Ah, NVIDIA...  It is a well known problem for many years.  The root cause is NVIDIA does not really support VESA BIOS re-POST and save/restore state calls.  It just checks few bits and returns immediately if they are set/clear.  I have a feeling that they intentionally did it to make reverse engineering harder.  On top of that, they don't provide any information to improve the situation.  Long time ago, I even bought couple of cheap NVIDIA controllers to fix the problem but soon I gave up because I realized it was too complicated and I wasn't desperate.  So, no, VESA module have no "serious" problem.  Just NVIDIA doesn't want us to mess around with their hardware although we own it.

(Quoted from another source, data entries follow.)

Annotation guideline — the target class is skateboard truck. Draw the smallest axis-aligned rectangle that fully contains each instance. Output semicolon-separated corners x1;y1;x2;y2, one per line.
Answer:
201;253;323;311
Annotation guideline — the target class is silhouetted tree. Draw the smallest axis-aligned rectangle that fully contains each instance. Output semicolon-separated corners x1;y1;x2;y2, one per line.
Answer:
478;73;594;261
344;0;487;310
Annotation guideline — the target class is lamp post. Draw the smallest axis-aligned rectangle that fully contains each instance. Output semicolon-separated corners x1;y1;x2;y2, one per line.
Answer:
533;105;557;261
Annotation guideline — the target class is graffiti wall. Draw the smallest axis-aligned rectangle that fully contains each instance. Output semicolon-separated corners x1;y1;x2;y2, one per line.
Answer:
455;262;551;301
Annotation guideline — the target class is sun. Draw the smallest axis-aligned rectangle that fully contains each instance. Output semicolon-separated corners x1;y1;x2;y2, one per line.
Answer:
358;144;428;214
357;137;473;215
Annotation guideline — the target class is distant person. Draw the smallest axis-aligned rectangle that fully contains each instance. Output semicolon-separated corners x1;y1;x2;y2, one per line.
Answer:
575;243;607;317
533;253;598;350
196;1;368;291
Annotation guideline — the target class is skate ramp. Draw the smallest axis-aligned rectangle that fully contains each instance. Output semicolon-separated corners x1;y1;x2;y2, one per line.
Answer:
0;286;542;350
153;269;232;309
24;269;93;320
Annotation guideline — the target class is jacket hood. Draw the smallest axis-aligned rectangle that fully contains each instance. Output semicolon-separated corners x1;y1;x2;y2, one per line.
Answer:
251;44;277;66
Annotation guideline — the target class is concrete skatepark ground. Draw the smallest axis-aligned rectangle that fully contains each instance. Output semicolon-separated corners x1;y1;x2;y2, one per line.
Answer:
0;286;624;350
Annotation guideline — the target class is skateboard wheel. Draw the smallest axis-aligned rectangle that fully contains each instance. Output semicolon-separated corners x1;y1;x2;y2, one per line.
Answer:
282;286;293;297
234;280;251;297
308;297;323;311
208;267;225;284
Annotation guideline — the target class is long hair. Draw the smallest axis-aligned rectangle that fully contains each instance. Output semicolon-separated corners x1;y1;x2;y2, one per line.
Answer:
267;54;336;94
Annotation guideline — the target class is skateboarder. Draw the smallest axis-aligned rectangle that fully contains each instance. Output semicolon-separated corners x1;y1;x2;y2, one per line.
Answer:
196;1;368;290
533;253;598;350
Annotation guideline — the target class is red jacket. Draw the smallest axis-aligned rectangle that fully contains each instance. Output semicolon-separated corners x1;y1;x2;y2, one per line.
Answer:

We can add few knobs in the driver to work around these issues and turn them on by default if NVIDIA controller is found.
Comment 10 Stefan B. 2017-12-04 22:54:19 UTC
(In reply to Jung-uk Kim from comment #9)

> We can add few knobs in the driver to work around these issues 
> and turn them on by default if NVIDIA controller is found.

That would be the right thing to do then.
Would save a lot of bad UX.

And the supporting guys on the forums would be happy if these constantly recurring nvidia problems would be mitigated (at least to a degree).
It's not nice to see people going back to Linux just because the text console is unusable etc.

> The root cause is NVIDIA does not really support VESA BIOS re-POST 
> and save/restore state calls.  It just checks few bits and returns 
> immediately if they are set/clear.

Aww. Didn't know that. You did obviously a lot of research. Kudos!

This is a very bad thing to learn, as this could make STD with Nvidia cards virtually impossible without involving X.

(Btw, do you know whether ATI cards behave better in this regard, supporting state saving/restoring?)
Comment 11 Jung-uk Kim freebsd_committer 2017-12-04 23:06:06 UTC
(In reply to Stefan B. from comment #10)
> (Btw, do you know whether ATI cards behave better in this regard, supporting
> state saving/restoring?)

Yes.  I've never heard any complaint about ATI/AMD controllers for many years.